The Museo Jumex is plopped in the center of Mexico City’s Plaza Carso, a sleek mixed-use development of shiny high rises for the super-rich and a posh shopping mall of international luxury retailers and upscale restaurants. Backed by Mexican billionaire Carlos Slim — once ranked the richest person in the world — Plaza Carso is on land that was formerly the site of a battery and tire plant.
Now, however, Plaza Carso promotes a lifestyle of newness.
And in its center, the David Chipperfeld-designed Museo Jumex building stands out as a thoughtful, calm, travertine-clad structure amidst the glossy attention-grabbing architecture surrounding it. Inside, interestingly, the museum offers spaces specifically designed to frame vistas of the architectural spectacle of the surrounding area.

One such space is the gallery on the museum’s second floor with big windows and a commodious balcony. And it’s here where Austin-based artist Michael Smith stages his tongue-in-cheek exhibition, “Imagine the View from Here,” on view through March 3.
Plaza Carso is its own capitalist-created bubble designed to erase a working-class industrial neighborhood and replace it with swanky amenities attractive to foreign investments and posh lifestyles. For the better part of the last decade, Mexico City has become a fashionable international tourist destination. And while more and more foreigners move to the city, their expectations of a new, glitzy lifestyle in pesos runs hand-in-hand with the expectation to be consumed themselves by Mexico’s sleek contemporary culture.

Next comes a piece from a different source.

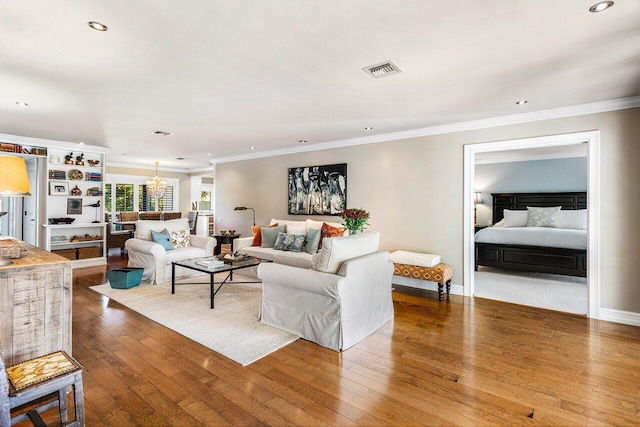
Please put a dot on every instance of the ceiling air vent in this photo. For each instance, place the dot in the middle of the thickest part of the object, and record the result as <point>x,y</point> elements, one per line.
<point>382,69</point>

Smith’s exhibition boldly and humorously delves into this existential dilemma by positioning the Museo Jumex itself as a cog in this luxury-generating machine.
Smith again channels his longstanding alter-ego Mike Smith as the protagonist in a scenario about a fictional timeshare business, The International Trade and Enrichment Association (ITEA), that offers the museum’s galleries as Jumex Terrace, an investment for foreigners desiring “The Fully Curated Timeshare.”

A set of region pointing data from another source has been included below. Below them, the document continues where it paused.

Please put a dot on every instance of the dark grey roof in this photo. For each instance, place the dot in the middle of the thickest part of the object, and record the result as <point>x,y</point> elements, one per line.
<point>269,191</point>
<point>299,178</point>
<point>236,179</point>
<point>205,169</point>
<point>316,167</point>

The exhibition is essentially a series of marketing materials — kiosks, posterboards, sales videos. And with his endlessly optimistic outlook on life, the character Mike imagines his active artistic existence within the walls of the museum.

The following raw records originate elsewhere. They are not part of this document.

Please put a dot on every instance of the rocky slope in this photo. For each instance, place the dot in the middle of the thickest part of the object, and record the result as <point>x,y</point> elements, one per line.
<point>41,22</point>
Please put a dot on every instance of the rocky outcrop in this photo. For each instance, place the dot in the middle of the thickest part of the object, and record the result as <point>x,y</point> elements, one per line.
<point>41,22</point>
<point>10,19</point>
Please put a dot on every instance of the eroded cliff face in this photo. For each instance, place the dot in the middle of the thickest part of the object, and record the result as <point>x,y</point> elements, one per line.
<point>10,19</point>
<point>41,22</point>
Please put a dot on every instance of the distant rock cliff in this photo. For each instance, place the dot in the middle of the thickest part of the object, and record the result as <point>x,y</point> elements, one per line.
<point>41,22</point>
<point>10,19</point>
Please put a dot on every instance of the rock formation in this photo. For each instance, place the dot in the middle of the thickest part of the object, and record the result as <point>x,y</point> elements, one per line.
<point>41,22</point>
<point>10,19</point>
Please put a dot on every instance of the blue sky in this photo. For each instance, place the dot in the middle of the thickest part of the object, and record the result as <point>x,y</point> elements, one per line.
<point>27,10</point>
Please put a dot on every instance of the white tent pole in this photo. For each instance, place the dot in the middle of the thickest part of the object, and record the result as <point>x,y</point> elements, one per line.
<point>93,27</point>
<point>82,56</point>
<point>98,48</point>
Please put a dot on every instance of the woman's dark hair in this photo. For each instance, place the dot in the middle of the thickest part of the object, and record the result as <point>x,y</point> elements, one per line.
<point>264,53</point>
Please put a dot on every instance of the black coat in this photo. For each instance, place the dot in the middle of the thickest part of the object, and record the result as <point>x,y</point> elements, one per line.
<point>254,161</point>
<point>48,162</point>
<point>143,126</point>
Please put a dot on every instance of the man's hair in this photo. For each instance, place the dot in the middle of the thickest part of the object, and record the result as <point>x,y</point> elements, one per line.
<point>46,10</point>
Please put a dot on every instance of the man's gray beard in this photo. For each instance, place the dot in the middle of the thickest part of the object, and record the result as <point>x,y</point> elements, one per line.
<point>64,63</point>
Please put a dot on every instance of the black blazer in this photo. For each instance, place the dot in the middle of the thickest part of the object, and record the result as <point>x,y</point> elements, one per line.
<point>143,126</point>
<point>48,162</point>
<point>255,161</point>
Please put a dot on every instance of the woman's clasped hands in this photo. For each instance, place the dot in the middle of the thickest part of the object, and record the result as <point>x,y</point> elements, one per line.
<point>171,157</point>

With its floor to ceiling windows and a glass door which leads out to a terrace that wraps around the entire floor, the gallery overlooks the Plaza Carzo and offers stunning views of the surrounding neighborhood. Inside, informational stations, complete with photographs of the museum timeshare and videos illustrating the benefits of a fully curated art-centered existence scatter the room — but don’t exactly fill the room. Indeed ITEA’s is ultimately a sad attempt at selling an upscale lifestyle, one that combines the gleefully, ignorant optimism of Mike, the innocent everyman, and what is essentially an underwhelming marketing display.
The end result is a dry, absurdly funny and convincing show that leaves viewers chuckling as they exit the gallery or head out to the terrace to lounge in traditional Acapulco style chairs and take in the view, imagining their lives in Jumex Terrace.
The central focus of the exhibition is a video of Mike spending his days at home at Jumex Terrace. We see Mike waking up and wandering the gallery in his bathrobe coffee in hand, spending time with Jumex curators learning about the art on view, getting tips on a painting he is working on, and generally just passing time in his curated yet temporary home.
“Imagine the View From Here” re-contextualizes the kind of upscale expatriate living in which foreigners pay top prices for a comfortable and temporary home by plopping it into a sleek contemporary art museum setting, itself a highly curated space. Smith’s installation conjectures that such a lifestyle of “fully curated” culture can indeed be purchased, and does so effectively enough that the even marketing for the exhibition includes the curatorial staff offering Mike their “24/7 Curatorial Services.” Life at Jumex Terrace is not just any getaway shared with other foreigners in a bubble, but a very particular and specific bubble targeted to a group of people eager to buy it.
The irony of “Imagine the View From Here” lies in the seemingly low production quality of the informational centers contrasted with the very earnest way in which the exhibition proposes such a lifestyle. It is endlessly funny, and it forces those in the creative realm to reconsider their position on concussing culture.
It makes us wonder if Mike’s proposal isn’t actually so far from the distant future.